Spotlighting Health's Female Leaders: Roz Campion
Please introduce yourself, including your role within your organisation, and a short overview of your career path.
I’m Roz Campion, the Director of the Office for Life Sciences. The Office for Life Sciences is an organisation sponsored jointly by the Department for Health and Social Care and the Department for Business, Energy and Industrial Strategy that works across the health system to ensure that life sciences thrive for the health and wealth of the country.
I started my career as a lawyer working in the City and I have also worked as an academic. But my civil service career has split between working on social policy issues and working on international economic and trade issues (including working for the Foreign Office in Tokyo and Washington).
What has been the biggest leadership lesson in your career?
Not to underestimate the importance of kindness. My first job was in a plastics factory. We made the punnets that supermarkets use for strawberries. My somewhat grim job was to make sure that all the punnets had round holes in the bottom of them, since the machine that was supposed to make them was not able to actually push them all the way through. After three hours working on my first shift – creating holes in the bottom of punnets - my hands were torn to shreds. At the break, a more senior person who worked the carpentry team came by and gave me a little wooden stick to use for the rest of the shift. This saved my hands from being completely destroyed that day and indeed on all my subsequent shifts. I kept that stick for years because it was a really great reminder to me about the importance of seeing what is needed and stepping in to help and that is something that I have consistently tried to do throughout my career.
"My own experience has been that it can feel easier to be different if you hear your colleagues talking about what makes them different."
How do you make sure your work is inclusive of others?

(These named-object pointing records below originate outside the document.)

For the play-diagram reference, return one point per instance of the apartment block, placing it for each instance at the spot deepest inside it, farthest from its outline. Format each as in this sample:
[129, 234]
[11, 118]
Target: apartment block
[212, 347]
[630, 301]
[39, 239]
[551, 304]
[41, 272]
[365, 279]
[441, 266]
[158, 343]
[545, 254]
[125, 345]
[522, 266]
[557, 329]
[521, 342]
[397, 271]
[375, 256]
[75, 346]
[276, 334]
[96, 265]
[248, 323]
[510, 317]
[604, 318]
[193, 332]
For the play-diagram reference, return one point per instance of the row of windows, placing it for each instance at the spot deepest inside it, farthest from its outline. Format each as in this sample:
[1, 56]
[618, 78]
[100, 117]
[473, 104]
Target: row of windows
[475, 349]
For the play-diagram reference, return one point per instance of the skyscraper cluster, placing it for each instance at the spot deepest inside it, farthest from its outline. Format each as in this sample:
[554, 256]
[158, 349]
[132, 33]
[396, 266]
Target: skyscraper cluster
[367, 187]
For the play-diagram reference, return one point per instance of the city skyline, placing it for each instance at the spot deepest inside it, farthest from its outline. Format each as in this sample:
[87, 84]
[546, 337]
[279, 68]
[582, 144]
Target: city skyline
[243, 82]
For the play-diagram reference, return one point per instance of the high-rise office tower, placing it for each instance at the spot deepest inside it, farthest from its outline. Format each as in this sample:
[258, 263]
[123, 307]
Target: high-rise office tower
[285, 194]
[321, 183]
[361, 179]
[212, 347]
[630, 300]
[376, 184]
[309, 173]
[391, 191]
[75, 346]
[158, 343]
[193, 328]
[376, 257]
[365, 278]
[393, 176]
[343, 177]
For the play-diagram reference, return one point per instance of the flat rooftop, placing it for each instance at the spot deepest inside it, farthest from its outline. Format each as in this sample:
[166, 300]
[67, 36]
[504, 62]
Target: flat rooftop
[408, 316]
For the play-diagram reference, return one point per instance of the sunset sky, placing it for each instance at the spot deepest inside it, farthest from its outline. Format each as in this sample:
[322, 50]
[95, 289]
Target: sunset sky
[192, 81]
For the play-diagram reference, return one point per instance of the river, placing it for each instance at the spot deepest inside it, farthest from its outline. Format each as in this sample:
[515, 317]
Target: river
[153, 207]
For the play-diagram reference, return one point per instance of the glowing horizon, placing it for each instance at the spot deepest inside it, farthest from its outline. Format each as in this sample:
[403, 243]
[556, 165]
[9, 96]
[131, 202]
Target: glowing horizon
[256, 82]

For me the starting point is about ensuring that your teams have diversity within them – and by that I mean diversity not just of the protected characteristics (although that is super important) but also diversity of background and perspective. I then prioritise making sure that we are making the most of that diversity and listening to a range of voices on any given issue. It is obviously critical that we are enabling people to bring their whole selves to work. So I also prioritise talking about the things that make me a bit different – that I was the only child of a single mum who was a cleaner, that I am a lesbian – because my own experience has been that it can feel easier to be different if you hear your colleagues talking about what makes them different.
What advice would you share with the female HealthTech leaders of tomorrow?
Be fussy over who you work for – working for someone who really wants to enable you to thrive makes the difference between a good job and a great one. Do not underestimate the shadow that you cast personally and think about how you want to use that to support those who will come after you.
What advice would you share with those who want to support the female HealthTech leaders of tomorrow?
Ask the female HealthTech aspiring leaders that you know, how you can help them thrive (and do not assume that you know the answer already). Recognise that it can be hard to ask someone to mentor or sponsor you and so make it easy for the female HealthTech leaders of tomorrow to do that.